Tip 7: Get outdoors. The human body needs natural light – particularly in the mornings. Light is a natural antidepressant and increases your body’s production of vitamin D, which may help you fend off cancer and heart disease. Taking a stroll outside is best, but even sitting by a window will help. Research also shows that levels of serotonin, the important mood controlling brain chemical, change according to light exposure. Low serotonin levels are associated with depression, anxiety, insomnia and fatigue.
Tip 8: Take regular exercise. There’s more to exercise than losing weight. Even if you’re slim, you’ll still get health benefits from exercising. Even a little regular activity can lower the risk of developing major chronic diseases, such as coronary heart disease, stroke and type two diabetes, by up to 50%. Regular exercise can cut the risk of premature death by 20% to 30%. Aim for 30 minutes 3 times per week. Remember that this can be incorporated into your usual daily routine; brisk walking counts so leave the car at home and notice the difference!
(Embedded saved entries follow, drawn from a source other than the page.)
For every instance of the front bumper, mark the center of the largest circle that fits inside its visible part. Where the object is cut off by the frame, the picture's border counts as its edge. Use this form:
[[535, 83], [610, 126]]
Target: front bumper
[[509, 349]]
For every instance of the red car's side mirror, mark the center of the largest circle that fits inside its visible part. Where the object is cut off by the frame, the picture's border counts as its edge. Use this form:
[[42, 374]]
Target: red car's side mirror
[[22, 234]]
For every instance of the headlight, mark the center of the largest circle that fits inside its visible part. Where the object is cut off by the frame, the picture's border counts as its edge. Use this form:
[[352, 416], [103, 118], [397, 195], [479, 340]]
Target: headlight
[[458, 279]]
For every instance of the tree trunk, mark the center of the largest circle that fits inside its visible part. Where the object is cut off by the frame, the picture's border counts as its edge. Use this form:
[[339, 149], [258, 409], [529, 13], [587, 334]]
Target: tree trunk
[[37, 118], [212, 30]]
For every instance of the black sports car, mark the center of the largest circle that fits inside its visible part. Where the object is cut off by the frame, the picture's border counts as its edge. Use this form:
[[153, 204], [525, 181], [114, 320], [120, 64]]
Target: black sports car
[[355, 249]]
Tip 9: Keep stress in check. Too much stress can cause us problems so it is important to be aware of our stress levels and work out ways to keep them in check where we can. When you are under constant stress, your stress hormone cortisol, designed to regulate your “fight or flight” response, can become dangerously elevated. This can cause a variety of problems, including high blood sugar, abdominal weight gain and a weakened immune system. High cortisol also signals your body to seek out high calorie foods to ensure survival in times of danger. This is great if you are trying to ward off an intruder, but not so useful if you are simply stressed out from your commute!
Tip 10: Take time out for YOU. Even if it seems impossible, find a quiet space and just sit still for a few moments. Bring yourself back to the “here and now” and breathe deeply. You will be amazed at how invigorated you feel; try and take time for yourself (rather than everyone else!) at least once a day.